Dosyanın incelenmesinden; davacının sahibi olduğu 01 ZZ 896 plâkalı aracı ile Siirt İli, Merkez, Abdurrahman Kavak Caddesi'nde seyir halinde iken, mazgal çalışması esnasında gerekli işaretlemeler yapılmaksızın trafiğin Kızılay Petrol içinden verilmesi nedeniyle çalışma sahasına girmemek için sola doğru ani manevra yapması neticesinde aracın sağ ön köşe ve sağ ön lastik kısımları ile önce refüj taşına ardından da aracın hakimiyetini kaybetmesi nedeniyle Kızılay Petrol istasyonu içerisinde bulunan benzin pompasına çarpmak suretiyle meydana gelen trafik kazasının, davalı idarenin hizmet kusurundan kaynaklandığı ileri sürülerek, toplam 13.780,00 TL tutarındaki zararın tazmini istemiyle ilk olarak Siirt 2. Asliye Hukuk Mahkemesi nezdinde açılan davada, anılan mahkemenin 24/02/2014 tarih ve 2013/1049 esas, 2014/212 sayılı kararıyla, idari yargının görevli olduğu gerekçesiyle davanın yargı yolu nedeniyle reddedilmesi üzerine, bakılmakta olan davanın açıldığı anlaşılmıştır.
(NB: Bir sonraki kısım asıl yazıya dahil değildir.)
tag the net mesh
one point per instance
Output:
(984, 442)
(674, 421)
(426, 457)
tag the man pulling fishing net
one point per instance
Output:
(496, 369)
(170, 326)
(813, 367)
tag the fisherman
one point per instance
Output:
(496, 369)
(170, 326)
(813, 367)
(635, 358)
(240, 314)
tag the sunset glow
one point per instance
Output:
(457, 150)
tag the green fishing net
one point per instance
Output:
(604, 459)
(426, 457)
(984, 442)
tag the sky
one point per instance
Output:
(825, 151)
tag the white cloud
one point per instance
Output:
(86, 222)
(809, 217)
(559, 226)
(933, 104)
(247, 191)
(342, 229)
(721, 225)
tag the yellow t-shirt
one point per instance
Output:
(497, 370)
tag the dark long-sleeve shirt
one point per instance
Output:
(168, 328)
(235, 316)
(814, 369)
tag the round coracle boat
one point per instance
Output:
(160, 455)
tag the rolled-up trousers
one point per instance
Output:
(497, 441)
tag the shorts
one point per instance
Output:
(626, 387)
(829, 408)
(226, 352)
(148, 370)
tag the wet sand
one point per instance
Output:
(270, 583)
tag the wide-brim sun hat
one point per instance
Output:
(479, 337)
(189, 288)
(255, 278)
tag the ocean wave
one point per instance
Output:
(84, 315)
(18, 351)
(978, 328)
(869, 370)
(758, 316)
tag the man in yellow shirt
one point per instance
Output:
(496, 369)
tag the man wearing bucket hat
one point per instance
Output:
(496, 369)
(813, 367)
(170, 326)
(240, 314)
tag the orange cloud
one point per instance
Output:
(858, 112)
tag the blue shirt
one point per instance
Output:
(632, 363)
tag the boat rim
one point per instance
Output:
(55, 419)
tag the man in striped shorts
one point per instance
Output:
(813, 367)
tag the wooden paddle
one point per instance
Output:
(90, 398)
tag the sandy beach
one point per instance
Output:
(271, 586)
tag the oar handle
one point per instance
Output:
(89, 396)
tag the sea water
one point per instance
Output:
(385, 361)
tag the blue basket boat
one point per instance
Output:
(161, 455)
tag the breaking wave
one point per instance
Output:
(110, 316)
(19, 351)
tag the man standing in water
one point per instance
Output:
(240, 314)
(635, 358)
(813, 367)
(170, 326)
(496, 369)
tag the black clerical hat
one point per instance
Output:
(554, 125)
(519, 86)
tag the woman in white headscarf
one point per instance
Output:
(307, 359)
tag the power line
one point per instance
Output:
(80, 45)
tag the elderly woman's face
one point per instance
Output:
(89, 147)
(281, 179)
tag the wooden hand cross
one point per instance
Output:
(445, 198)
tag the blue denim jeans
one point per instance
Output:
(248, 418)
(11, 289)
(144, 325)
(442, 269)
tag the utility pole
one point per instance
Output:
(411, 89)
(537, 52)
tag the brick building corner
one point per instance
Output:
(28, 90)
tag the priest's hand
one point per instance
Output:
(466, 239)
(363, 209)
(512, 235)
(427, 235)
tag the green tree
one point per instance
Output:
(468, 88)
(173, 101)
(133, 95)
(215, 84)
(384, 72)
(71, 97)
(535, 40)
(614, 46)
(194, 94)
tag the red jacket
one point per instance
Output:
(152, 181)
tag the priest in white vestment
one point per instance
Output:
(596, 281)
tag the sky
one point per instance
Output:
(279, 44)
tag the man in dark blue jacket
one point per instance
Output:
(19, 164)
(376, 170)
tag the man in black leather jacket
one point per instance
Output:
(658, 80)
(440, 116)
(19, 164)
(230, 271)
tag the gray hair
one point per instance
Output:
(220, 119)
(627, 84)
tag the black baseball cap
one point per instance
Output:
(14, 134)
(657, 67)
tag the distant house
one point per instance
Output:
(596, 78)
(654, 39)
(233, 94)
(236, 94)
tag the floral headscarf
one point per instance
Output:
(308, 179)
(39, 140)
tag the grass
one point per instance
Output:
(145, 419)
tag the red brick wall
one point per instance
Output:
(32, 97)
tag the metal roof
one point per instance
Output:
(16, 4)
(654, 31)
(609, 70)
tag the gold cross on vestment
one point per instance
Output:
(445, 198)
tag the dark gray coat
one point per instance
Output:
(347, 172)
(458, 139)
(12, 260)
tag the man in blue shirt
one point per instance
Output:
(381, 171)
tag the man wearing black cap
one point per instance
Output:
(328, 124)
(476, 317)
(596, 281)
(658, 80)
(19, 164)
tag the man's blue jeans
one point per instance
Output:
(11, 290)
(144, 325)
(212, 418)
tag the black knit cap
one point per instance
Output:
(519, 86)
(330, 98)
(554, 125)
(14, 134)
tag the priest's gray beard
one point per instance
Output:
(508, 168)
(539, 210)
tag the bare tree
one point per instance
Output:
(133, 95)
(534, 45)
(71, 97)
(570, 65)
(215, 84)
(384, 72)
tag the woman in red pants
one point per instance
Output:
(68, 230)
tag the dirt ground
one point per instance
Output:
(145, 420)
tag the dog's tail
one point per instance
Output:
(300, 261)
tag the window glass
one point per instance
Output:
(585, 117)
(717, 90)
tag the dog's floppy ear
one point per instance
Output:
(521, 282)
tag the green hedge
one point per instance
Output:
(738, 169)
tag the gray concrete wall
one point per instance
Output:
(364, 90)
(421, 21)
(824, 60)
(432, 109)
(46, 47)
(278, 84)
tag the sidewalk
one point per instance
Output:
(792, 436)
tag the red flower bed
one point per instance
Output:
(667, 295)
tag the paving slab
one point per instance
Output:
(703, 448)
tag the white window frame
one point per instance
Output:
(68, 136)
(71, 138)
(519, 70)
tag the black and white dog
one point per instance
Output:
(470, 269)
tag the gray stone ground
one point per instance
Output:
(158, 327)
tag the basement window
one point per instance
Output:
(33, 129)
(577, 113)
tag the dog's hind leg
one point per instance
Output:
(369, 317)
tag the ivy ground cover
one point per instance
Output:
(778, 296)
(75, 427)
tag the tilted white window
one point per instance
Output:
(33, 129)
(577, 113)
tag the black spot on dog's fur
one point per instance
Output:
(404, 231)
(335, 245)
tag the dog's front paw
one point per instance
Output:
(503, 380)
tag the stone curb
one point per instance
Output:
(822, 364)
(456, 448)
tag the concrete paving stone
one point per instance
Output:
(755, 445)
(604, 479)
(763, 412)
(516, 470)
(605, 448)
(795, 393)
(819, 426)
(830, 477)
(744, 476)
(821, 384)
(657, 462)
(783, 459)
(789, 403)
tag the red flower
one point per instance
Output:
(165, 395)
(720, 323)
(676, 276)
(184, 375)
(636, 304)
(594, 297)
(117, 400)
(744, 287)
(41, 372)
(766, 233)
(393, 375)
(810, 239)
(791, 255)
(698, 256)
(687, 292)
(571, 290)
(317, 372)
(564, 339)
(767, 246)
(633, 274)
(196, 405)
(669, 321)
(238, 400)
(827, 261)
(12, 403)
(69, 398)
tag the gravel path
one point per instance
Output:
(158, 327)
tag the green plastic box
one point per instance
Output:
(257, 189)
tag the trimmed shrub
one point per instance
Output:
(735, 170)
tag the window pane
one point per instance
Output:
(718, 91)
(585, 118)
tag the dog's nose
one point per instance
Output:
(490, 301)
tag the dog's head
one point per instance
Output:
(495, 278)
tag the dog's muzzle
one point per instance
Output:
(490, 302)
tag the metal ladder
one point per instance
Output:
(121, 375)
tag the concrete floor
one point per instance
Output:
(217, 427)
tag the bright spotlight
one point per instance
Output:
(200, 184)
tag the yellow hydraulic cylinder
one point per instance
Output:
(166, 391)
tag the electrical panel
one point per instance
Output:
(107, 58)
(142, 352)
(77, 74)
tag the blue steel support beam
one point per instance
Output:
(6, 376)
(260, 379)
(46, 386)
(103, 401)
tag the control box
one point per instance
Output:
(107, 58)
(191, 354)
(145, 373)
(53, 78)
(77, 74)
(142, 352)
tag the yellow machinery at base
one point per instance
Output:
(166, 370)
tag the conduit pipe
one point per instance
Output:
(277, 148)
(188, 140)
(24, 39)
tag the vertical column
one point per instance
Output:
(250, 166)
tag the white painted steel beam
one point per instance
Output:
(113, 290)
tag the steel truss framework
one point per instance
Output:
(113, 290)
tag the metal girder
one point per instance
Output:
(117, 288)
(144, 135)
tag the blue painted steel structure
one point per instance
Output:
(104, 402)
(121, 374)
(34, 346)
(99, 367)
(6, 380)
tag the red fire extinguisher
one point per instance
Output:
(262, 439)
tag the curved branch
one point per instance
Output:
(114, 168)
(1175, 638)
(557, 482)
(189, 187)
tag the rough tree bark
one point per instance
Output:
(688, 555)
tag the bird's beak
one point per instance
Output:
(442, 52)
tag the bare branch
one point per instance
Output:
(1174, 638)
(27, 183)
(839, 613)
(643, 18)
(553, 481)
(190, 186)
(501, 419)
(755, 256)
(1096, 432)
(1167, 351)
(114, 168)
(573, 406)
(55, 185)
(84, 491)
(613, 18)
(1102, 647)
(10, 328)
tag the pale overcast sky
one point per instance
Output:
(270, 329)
Yukarıda anılan mevzuat hükümleri uyarınca, 2918 sayılı Karayolları Trafik Kanunundan doğan sorumluluk davalarının adli yargıda görüleceği açık olup, uyuşmazlığın çözümünde öncelikle, davanın idari yargıda (mahkememizde) görülüp görülemeyeceğinin tespiti gerekmektedir.

Buna göre, davacıların uğradığı belirtilen zararın, 2918 sayılı Kanundan doğan bir sorumluluktan kaynaklanıp kaynaklanmadığının ortaya konulması gerekmektedir.

5393 sayılı Belediye Kanunu'nun 14. maddesinin 1. fıkrasının (a) bendinde; mahallî müşterek nitelikte olmak şartıyla, ulaşım, şehir içi trafik hizmetlerinin yapmak belediyenin görev ve sorumlulukları arasında sayılmıştır.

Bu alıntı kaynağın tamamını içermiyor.